- Supreme Court of the United States

Argued October 15, 2014 Decided January 20, 2015
- Full case name: Teva Pharmaceuticals USA, Inc. v. Sandoz, Inc.
- Docket no.: 13-854
- Citations: 574 U.S. 318 (more) 135 S. Ct. 831; 190 L. Ed. 2d 719; 2014 U.S. LEXIS 4897; 83 U.S.L.W. 4055; 113 U.S.P.Q.2d 1269

Case history
- Prior: 810 F. Supp. 2d 578 (S.D.N.Y. 2011); 876 F. Supp. 2d 295 (S.D.N.Y. 2012); affirmed in part, reversed in part, and remanded, 723 F.3d 1363 (Fed. Cir. 2013); stay denied, 572 U.S. 1301 (2014); cert. granted, 572 U.S. 1033 (2014)
- Subsequent: On remand, 789 F.3d 1335 (Fed. Cir. 2015)

Holding
- When reviewing a district court’s resolution of subsidiary factual matters made in the course of its construction of a patent claim, the Federal Circuit must apply a "clear error," not a de novo, standard of review.

Court membership
- Chief Justice John Roberts Associate Justices Antonin Scalia · Anthony Kennedy Clarence Thomas · Ruth Bader Ginsburg Stephen Breyer · Samuel Alito Sonia Sotomayor · Elena Kagan

Case opinions
- Majority: Breyer, joined by Roberts, Scalia, Kennedy, Ginsburg, Sotomayor, Kagan
- Dissent: Thomas, joined by Alito

Laws applied
- F.R.C.P. 52(a)(6)

= Teva Pharmaceuticals USA, Inc. v. Sandoz, Inc. =

Teva Pharmaceuticals USA, Inc. v. Sandoz, Inc., 574 U.S. 318 (2015), is a patent case of the Supreme Court of the United States regarding the Copaxone patent. The Court held that, when reviewing a district court's resolution of subsidiary factual matters made in the course of its construction of a patent claim, the Federal Circuit must apply a "clear error," not a de novo, standard of review.

==Facts and procedural history==
The case originated in the Southern District of New York, where Sandoz sued to invalidate Teva's patent on a drug for the treatment of multiple sclerosis.
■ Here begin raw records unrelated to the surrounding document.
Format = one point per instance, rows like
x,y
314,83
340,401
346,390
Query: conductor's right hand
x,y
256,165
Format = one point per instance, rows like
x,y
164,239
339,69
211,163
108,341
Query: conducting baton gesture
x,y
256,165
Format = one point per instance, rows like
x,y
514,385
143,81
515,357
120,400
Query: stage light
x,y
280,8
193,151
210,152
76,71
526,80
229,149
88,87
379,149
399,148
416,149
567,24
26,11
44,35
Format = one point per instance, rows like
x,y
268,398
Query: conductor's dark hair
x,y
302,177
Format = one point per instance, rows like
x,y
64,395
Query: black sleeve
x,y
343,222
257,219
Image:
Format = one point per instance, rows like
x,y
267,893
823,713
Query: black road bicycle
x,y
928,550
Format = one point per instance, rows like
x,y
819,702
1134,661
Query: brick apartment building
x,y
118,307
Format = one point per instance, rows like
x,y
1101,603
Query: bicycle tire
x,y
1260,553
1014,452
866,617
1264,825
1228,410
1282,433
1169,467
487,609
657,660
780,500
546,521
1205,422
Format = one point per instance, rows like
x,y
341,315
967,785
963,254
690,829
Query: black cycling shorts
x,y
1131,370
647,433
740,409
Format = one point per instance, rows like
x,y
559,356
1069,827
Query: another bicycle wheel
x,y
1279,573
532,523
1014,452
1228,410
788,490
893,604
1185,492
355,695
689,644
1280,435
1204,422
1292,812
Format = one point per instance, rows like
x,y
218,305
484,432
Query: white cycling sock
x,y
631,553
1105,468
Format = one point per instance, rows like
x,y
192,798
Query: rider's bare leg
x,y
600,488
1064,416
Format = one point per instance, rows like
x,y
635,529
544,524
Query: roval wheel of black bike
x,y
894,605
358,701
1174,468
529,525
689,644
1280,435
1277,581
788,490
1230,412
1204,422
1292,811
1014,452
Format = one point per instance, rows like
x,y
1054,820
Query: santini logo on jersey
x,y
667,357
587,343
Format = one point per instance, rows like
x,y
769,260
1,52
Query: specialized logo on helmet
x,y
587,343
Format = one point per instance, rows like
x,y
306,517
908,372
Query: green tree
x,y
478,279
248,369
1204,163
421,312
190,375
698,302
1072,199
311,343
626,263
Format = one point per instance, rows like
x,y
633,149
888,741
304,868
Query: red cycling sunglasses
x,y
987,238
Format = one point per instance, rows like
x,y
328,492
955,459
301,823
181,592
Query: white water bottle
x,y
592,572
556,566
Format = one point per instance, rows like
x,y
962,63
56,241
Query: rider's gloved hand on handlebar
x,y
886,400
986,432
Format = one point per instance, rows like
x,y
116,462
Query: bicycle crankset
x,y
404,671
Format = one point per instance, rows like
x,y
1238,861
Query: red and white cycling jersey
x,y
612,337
In the Markman hearing, Sandoz argued that a claim was fatally indefinite for failing to identify which of three possible meanings a particular claim term, related to the molecular weight of a component of the drug, should be interpreted to have. The district court judge held that the claim term was definite, and that a "person of ordinary skill in the art" would interpret the term "molecular weight" to mean the "peak average molecular weight", that is, the weight of the molecule most prevalent in the mixture. In doing so, the judge relied in part on expert witness testimony.

Sandoz appealed to the Federal Circuit, which reviewed the claim under a 'de novo' standard, decided that the claim term was fatally indefinite, and hence that the patent was invalid.

Teva appealed to the US Supreme Court and won.